Reprenons le fil de l'histoire, celle des deux disciples d'Emmaüs. Après s'être fait reconnaître à la fraction du pain précédée d'une solide catéchèse le concernant (et qu'on peut résumer comme ceci : «  le Fils de Dieu - appelé de préférence le Fils de l'homme - devait beaucoup souffrir et mourir sur une croix avant de ressusciter le troisième jour  », Jésus le Ressuscité disparaît de leur vue. Alors les deux disciples, qui sont proches des Apôtres, s'en retournent à Jérusalem eux qui lui avaient d'abord tourné le dos par désillusion, par dépit. Arrivés là, ils trouvent les Apôtres réunis avec quelques compagnons (dont Marie et qq femmes sans doute) pour leur raconter tous les faits.

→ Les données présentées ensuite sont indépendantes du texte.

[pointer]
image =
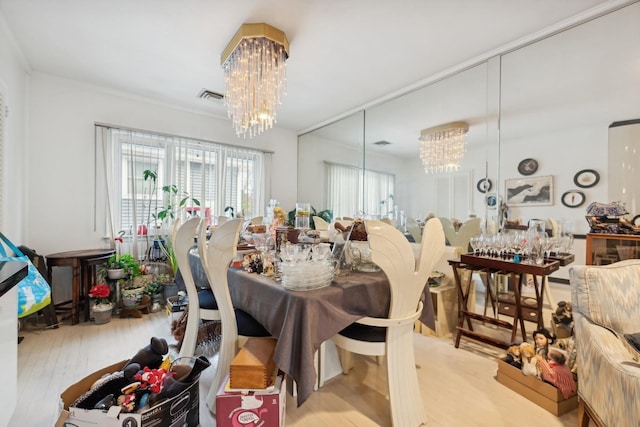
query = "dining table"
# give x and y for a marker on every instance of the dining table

Et voilà que le même scénario, celui qu'ils avaient vécu à Emmaüs se reproduit à Jérusalem : Jésus était au milieu d'eux, mais les Apôtres et leurs compagnons avaient de la peine à le reconnaître. Comprenons bien une fois pour toutes que cette difficulté n'est pas de nature physiologique. Car quelques jours seulement séparent la présence physique de Jésus avant et après la Résurrection. Cette difficulté est de nature existentielle, presque surnaturelle. J'évite de dire «  théologique  » car vous risquez de rester dans le brouillard. La seule comparaison humaine qu'on pourrait avancer est celle d'une personne qui a subi un grave accident, une grave maladie ou une grosse opération et qui en sortirait miraculeusement. Personne n'aurait cru à sa survie mais elle est bien là présente au milieu des siens. La comparaison n'est pas tout à fait fortuite : Jésus lui aussi sort d'une série noire inimaginable : trahison, arrestation, humiliation, flagellation, crucifixion, ensevelissement. Tous pensaient qu'il était mort et enterré. Sa résurrection est une surprise totale. Mais elle n'est pas quelque chose de normal, de naturel. Seuls quelques témoins peuvent l'attester. Et tous ces témoins sont des croyants !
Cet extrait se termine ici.